To this end, the author argues that first, the General Agreement on Trade in Services (‘GATS’) extends to foreign investments, and the Agreement on Trade-Related Investment Measures (‘TRIMS’) should be read expansively; second, that the policy contradicts the Most-Favoured Nation (‘MFN’) principle enshrined in GATS; and third, that India cannot invoke the security exceptions to escape its obligations. In conclusion, the author suggests the policy that can be adopted by the Indian government in order to protect its sovereign interests without violating its MFN obligation.
Is WTO law applicable?
It is commonly argued that while WTO governs trade, separate bilateral investment treaties (‘BIT’s) govern investment.[6] Therefore, since the BIT between India and China was unilaterally terminated in 2018,[7] it is often understood that these investments exist in legal limbo – hence justifying the ‘legality’ of India’s policy.[8] However, this argument ignores both the text and purpose of WTO laws.
First of all, the GATS extends the scope of ‘trade in services’, to “commercial presence in the territory of any other member”[9]. This explicitly brings FDI in the services sector, within the ambit of GATS’ governance.[10] Beyond the service industry, the expansion of WTO’s jurisdiction to investment in other areas is evident, although more controversially, through TRIMS.
It is widely argued that TRIMS, which is based on the General Agreement on Tariffs and Trade (‘GATT’), relates only to those investment measures that violate trade obligations under the GATT.[11] Under this construction, India’s New Policy would not fall within the ambit of TRIMS, since it is purely concerned with regulation of foreign investment, and is not directly aimed at distorting trade. Although this reflects the general consensus on the matter, it may be useful to explore an alternate approach. While admittedly, TRIMS is restricted to ‘trade-related investment’, the Agreement does not provide any definition for the same. In the absence of a text to this effect, the scope of the Agreement should be interpreted in light of its Preamble, which aims to promote the “liberalisation of world trade and to facilitate investment across international frontiers”[12] – permitting a wide definition.[13] In the modern era, where trade and investment are now seen as complementary, and the distinction between them continues to blur,[14] there is an argument for TRIMS to cover investment matters as well. In such a situation, if TRIMS does not cover entry-level investment, it runs the risk of undermining the post-entry prohibition on trade-restrictive practices – since these provisions can be evaded by making the entry process itself more restrictive, like India has done via the New Policy.

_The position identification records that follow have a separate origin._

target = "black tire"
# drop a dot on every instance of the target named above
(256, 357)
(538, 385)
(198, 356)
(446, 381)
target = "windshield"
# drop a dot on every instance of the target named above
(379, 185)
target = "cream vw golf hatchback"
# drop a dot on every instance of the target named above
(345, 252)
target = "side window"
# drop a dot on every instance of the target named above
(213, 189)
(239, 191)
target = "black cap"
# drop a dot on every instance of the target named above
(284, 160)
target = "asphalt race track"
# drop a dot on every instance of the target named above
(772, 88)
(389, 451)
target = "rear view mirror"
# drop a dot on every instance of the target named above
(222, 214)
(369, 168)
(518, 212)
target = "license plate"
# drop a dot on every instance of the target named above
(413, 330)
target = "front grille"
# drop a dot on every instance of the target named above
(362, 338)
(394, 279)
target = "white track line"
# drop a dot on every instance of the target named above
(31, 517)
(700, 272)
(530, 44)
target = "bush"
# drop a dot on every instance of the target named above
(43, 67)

Having said that, given the WTO’s penchant towards a formalistic legal approach,[15] it is unlikely to expand jurisdiction beyond strictly ‘trade-related’ matters. The panel’s apprehension to comment on Canada’s right to regulate foreign investment in a 1980s dispute with USA, epitomises this wary approach.[16] The extension of TRIMS to direct investment also gives rise to problems including overlaps with conflicting BITs, and impingement on state autonomy.[17] Nevertheless, the author believes that for the reasons mentioned above, TRIMS should at least serve as a pre-cursor for future negotiations on global investment liberalization, and uniformity in investment governance. For the immediate purpose of this article, given the absence of an MFN obligation under TRIMS, the following section will evaluate whether the New Policy violates India’s obligation of non-discrimination under GATS.

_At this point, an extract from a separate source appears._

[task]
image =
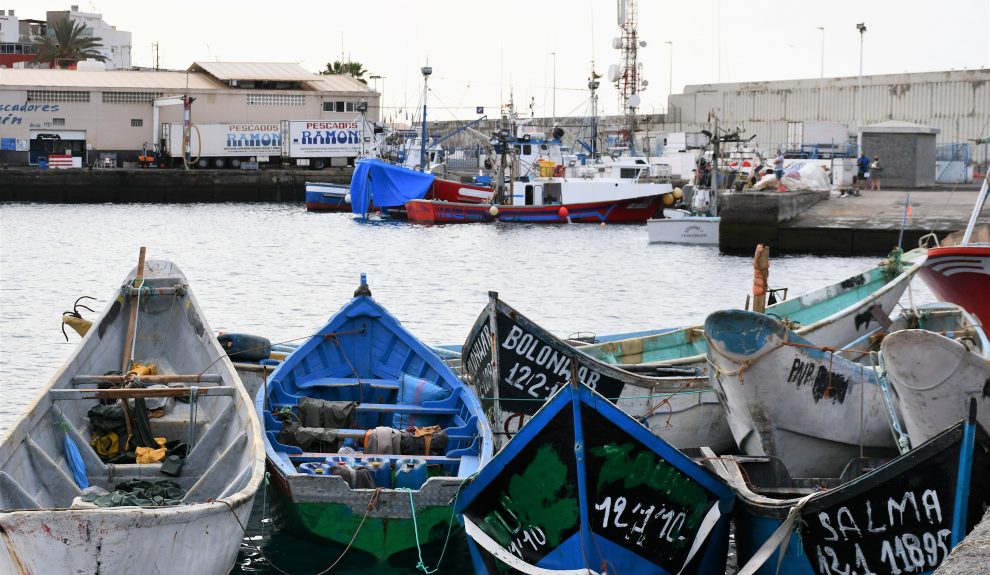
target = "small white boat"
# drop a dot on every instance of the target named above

How does the policy violate WTO law?
Violation of the principle of non-discrimination
A centerpiece in GATS is the concept of non-discrimination between Member States, crystalised in the principle of Most-Favoured Nation (MFN).[18] This broadly requires that every Member country shall treat service suppliers of all other Member countries equally, with respect to the measures covered under GATS. While countries are allowed to exempt certain sectors from the MFN requirement of GATS, this applies to a very limited extent in the present case, since India has only exempted telecommunications, shipping, banking, and audiovisual services.[19]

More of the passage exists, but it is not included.